My wife had gone to buy some mousketeer hats while my daughter and I rode a ride one last time. She bought two hats and had them embroidered with our names. She went to pay the man and noticed she hadn’t been charged for the embroidery.
I don’t know if it’s Disney policy (though it would not surprise me) to give random gifts or discounts to people in the name of “Disney Magic,” but it did reinforce our positive feelings about the experience. It’s the little things Disney does in their customer service that makes people want to come back.
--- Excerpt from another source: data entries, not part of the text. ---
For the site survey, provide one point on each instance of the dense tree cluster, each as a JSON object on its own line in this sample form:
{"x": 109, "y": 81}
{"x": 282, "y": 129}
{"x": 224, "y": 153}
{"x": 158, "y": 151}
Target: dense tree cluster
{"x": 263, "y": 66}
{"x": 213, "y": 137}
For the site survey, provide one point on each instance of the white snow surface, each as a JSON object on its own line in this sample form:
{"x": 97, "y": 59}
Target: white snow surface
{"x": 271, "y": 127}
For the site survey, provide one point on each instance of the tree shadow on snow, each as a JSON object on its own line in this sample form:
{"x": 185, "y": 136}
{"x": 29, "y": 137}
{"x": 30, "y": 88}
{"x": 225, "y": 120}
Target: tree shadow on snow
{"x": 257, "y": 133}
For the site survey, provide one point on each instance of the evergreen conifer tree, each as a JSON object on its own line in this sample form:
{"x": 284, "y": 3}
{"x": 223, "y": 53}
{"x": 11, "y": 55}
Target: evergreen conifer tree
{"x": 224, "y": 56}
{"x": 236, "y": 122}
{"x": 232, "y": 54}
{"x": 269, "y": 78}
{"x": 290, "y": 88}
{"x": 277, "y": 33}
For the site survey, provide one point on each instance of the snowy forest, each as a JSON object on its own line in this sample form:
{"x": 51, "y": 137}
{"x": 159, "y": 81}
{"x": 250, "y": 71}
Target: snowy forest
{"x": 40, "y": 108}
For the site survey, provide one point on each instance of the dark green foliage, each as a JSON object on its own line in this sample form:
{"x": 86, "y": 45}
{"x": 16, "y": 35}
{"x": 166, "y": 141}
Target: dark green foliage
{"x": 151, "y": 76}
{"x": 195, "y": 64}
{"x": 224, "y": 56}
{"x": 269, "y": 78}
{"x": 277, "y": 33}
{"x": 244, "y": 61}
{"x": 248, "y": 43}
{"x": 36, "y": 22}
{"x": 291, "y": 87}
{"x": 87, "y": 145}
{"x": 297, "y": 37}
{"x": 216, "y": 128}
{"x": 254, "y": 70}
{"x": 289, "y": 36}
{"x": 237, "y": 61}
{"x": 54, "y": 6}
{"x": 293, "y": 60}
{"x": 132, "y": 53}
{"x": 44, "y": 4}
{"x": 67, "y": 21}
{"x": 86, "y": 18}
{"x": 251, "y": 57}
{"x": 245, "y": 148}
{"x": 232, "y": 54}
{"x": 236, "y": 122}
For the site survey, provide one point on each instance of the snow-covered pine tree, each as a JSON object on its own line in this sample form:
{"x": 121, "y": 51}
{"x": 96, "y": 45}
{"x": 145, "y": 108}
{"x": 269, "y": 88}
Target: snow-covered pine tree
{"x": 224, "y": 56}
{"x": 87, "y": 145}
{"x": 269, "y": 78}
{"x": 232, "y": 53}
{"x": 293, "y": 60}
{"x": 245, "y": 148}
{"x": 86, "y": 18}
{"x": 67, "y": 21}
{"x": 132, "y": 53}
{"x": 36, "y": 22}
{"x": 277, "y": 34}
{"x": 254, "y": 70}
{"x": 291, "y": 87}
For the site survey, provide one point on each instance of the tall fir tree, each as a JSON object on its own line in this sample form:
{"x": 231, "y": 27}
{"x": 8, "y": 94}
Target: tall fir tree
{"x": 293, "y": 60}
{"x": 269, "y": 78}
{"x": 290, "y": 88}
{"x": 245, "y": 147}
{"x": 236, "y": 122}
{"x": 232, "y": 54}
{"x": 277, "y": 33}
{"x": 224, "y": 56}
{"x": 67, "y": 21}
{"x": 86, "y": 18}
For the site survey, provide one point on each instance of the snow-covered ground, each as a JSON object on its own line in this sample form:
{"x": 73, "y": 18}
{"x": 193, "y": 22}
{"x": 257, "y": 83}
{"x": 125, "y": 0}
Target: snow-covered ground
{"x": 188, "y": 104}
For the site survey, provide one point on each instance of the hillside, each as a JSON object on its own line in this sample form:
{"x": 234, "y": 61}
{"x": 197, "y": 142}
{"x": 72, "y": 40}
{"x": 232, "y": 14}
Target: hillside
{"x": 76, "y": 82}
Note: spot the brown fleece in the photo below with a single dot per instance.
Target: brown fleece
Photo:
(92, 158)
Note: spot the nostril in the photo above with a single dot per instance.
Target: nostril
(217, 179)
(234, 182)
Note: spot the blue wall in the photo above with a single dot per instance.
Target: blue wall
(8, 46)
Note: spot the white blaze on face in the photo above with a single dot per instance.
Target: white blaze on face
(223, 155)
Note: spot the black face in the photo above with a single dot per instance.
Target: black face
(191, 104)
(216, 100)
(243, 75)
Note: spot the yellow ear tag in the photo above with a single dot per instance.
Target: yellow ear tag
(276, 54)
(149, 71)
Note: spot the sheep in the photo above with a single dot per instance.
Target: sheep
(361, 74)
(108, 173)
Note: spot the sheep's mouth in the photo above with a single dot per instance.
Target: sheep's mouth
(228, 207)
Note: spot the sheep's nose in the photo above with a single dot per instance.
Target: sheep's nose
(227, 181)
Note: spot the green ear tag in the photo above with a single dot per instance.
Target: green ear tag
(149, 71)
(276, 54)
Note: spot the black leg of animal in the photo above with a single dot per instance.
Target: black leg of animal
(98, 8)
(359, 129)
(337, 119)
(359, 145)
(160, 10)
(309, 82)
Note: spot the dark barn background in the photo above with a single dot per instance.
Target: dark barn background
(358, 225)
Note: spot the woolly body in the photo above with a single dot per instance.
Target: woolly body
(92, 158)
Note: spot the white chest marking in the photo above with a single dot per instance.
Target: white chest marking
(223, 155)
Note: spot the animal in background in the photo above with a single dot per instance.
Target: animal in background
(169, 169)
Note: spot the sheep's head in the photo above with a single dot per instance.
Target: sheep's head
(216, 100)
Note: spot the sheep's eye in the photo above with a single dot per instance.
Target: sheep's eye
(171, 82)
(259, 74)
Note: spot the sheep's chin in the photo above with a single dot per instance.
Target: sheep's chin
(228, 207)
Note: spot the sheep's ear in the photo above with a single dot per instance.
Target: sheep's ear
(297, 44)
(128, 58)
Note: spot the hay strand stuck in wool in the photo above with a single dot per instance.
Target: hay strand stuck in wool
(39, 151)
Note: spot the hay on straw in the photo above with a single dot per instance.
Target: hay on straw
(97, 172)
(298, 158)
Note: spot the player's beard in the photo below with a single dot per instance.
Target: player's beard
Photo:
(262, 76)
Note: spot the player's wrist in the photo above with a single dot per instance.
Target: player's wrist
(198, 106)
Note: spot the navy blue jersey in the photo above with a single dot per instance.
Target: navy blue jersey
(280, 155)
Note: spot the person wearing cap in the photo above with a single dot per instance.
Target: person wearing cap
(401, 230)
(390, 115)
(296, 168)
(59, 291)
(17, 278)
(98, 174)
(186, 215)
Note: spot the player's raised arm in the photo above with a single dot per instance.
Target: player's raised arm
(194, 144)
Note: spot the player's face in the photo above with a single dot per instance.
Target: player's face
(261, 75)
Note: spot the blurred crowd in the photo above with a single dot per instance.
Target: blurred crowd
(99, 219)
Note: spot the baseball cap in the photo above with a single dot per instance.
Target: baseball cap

Disney, by far, is not the only company that links customer service with returned business. (Chic-fil-a is a master at it.) However, Disney takes special pride in meeting customer expectations. They do little things to make sure your visit is a pleasant experience. A little customer service goes a long way.
That’s something we can apply in ministry. We may not call them consumers, but our students and parents are our parishioners. They choose to be part of our ministry, and let’s be honest; they have lots of other choices – both in and out of the Christian spectrum. A little customer service, on our part, can go a long way.
How can we improve our customer service? Here are just a few ways.
Be polite in your communication. If you’re like me, resisting the urge for sarcasm is hard, especially when you’ve answered the same question three times. However, demeaning a student or adult with a sarcastic answer won’t leave them feeling wanted. Instead, make all of your communication polite, positive and up-beat. No one at Disney frowns.
Be informed. Everyone at Disney knew where everything was. The ticket takers, train operators, employees that managed the lines and even the janitors could direct you to any ride or attraction in the park. It reinforces goodwill when you know the answers about the mission trip you’re taking or that you promptly get back to parents when you have to look it up. You don’t have to be an expert, but make sure you get necessary information to people who need it in a timely manner.
Be personal. If you wore a badge with your name on it, Disney employees would greet you by name. Obviously, you should know your students names, but there are other ways to be personal. Write and mail students notes, send them birthday cards, send a personal note that they were missed. Personal touches go a long way in our social media society.
Be spontaneous. Throw a little unexpected Disney magic. Buy a student lunch or bring parents over for dinner. Take a student to a movie you know they want to see. Buy them a tank of gas. Those little things will be remembered.